HOSTAGE FATHER SPEAKS OUT: Liri Albag’s Father Reveals Secret Efforts To Track Her Condition Inside Gaza
Eli Albag, the father of former hostage Liri Albag, revealed the secret and desperate efforts he made on his own to gather information about his daughter while she was being held hostage in Gaza, including contacts with Palestinian sources who provided details about her medical condition.
In an interview with Radio 103FM, Albag said he reached out to different channels, including figures connected to the Palestinian Authority, in an attempt to monitor Liri’s physical and emotional condition while she was held in tunnels and in terrorists’ homes in Gaza.
“I was also with the bad people,” Albag said. “I reached the bad people in the Palestinian Authority too. These were requests through lawyers — we call them lawyers — for scraps of information, to make sure they would protect them, the hostages we knew were together. They were very careful. But one day they gave me a detail, and when Liri came back, I realized they knew.”
Albag said the information he received turned out to be accurate. “They told me, ‘Everything is fine with her, she was only injured in her fingernail,’” he recalled. “I didn’t believe it. When she came back, she said, ‘Yes, I was injured in my fingernail.’ The whole time I didn’t believe it, and I still don’t believe it. You’re inside this world where there are many people who want to help, and some of them want money.”
He said his family was prepared to do whatever it took to bring Liri home. “In this war, there is nothing you don’t grab onto,” he said. “I told myself: I will turn over every stone, we as a family will turn over every stone to bring Liri home, and we did not shy away from any means. I am glad about that, and I don’t regret it for a moment.”
Those efforts also included unsuccessful attempts, such as trying to obtain a foreign passport through payment to businessman Tzvika Naveh. The money was eventually returned to the family, but the episode reflected the desperation and willingness to try any possible route.
Albag also sharply criticized Israel’s political leadership, saying he had repeatedly pleaded with decision-makers and Knesset members during Liri’s captivity to stop the inflammatory rhetoric.
“When Liri was a hostage, I met with all the decision-makers, including Knesset members, and I told them: ‘Stop this violent discourse, this inflammatory discourse. It makes me want to vomit. I just want us to have new leadership,’” he said.
Albag warned that Israeli society is nearing a dangerous breaking point and blamed Prime Minister Binyamin Netanyahu for failing to stop the internal division. “We are almost at civil war,” he said. “Prime Minister Netanyahu does not come out and stop it.

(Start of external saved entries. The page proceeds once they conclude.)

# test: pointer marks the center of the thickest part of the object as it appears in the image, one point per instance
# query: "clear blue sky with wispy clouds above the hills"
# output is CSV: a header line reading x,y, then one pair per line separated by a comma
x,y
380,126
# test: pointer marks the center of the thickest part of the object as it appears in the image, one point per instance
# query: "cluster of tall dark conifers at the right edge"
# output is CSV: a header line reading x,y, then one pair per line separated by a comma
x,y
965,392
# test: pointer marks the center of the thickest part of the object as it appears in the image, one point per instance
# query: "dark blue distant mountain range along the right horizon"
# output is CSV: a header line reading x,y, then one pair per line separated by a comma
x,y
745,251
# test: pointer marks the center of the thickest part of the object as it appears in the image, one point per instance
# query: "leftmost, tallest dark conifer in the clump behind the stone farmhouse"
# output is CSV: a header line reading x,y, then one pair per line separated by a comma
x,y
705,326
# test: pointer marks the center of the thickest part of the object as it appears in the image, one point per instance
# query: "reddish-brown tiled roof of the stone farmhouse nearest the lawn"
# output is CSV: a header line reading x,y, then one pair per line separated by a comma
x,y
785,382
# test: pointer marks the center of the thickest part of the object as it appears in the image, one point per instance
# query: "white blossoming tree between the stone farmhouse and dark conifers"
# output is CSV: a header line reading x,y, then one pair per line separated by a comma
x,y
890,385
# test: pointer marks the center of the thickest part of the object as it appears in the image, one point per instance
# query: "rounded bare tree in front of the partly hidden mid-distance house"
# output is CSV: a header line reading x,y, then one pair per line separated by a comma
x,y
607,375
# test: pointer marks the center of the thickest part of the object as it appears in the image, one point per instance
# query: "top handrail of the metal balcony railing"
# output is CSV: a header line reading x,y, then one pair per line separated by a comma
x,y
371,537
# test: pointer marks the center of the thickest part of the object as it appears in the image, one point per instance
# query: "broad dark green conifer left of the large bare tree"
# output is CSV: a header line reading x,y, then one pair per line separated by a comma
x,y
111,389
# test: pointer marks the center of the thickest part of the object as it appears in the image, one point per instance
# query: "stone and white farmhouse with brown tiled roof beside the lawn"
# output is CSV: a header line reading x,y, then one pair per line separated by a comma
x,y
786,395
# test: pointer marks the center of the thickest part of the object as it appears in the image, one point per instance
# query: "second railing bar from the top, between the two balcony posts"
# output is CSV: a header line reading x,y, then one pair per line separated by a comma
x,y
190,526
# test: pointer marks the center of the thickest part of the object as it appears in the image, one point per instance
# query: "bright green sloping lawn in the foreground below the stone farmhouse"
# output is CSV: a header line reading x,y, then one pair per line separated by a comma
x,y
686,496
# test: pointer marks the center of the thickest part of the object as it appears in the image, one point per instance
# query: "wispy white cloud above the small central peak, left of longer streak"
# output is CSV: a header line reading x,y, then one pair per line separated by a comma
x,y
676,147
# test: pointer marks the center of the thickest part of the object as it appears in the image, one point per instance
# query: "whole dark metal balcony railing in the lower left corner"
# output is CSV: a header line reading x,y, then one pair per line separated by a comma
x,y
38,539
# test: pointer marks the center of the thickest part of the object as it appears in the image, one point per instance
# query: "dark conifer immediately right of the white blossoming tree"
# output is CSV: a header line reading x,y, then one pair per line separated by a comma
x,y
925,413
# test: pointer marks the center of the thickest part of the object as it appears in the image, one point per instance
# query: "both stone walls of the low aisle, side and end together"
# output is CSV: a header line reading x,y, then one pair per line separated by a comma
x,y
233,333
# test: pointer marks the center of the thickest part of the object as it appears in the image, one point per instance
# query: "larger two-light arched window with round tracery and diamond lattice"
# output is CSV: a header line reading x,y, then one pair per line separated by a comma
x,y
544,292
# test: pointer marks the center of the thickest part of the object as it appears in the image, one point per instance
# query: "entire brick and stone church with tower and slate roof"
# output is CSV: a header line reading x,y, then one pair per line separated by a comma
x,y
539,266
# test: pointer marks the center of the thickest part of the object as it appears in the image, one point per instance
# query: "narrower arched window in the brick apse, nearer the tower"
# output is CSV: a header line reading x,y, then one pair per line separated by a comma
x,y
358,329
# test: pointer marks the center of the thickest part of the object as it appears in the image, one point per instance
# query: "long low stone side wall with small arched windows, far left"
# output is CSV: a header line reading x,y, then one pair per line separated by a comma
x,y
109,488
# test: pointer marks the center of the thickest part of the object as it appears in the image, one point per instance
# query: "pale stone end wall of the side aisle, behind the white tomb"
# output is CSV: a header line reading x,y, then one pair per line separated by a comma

Apparently, all this division is good for him.”
Asked about the government’s handling of October 7 and the lack of a state commission of inquiry, Albag placed direct responsibility on Netanyahu. “Many cemeteries here will be registered under the name Bibi Netanyahu,” he said. “That is the reality. In what period were 1,200 people murdered, burned, and slaughtered in one day? And now they will say it is not his fault? It is his fault, it is the chief of staff’s fault, it is intelligence’s fault, it is the Shin Bet chief’s fault. In the meantime, everyone has left except one.”
On the question of a state commission of inquiry, Albag said he never believed one would be established while Netanyahu remained prime minister. “From the first day, when they said ‘this kind of commission of inquiry, that kind of commission of inquiry,’ I laughed,” he said. “I said from the first day that there would be no commission of inquiry as long as Bibi is prime minister.
Albag also voiced support for former IDF Chief of Staff Gadi Eisenkot as a future leader. “Gadi Eisenkot is a worthy man; he was with us during the difficult hours,” he said. “A clean man who sees only Eretz Yisrael before his eyes. In the end, we are temporary, and the State of Israel will remain forever, and we need to know what we are leaving behind and how we are leaving it. There needs to be a change.”
He compared the country’s leadership to the business world, saying: “It cannot be that a CEO who destroyed my company remains in the company for even one day. There is no such thing, not in the business world and not in politics.”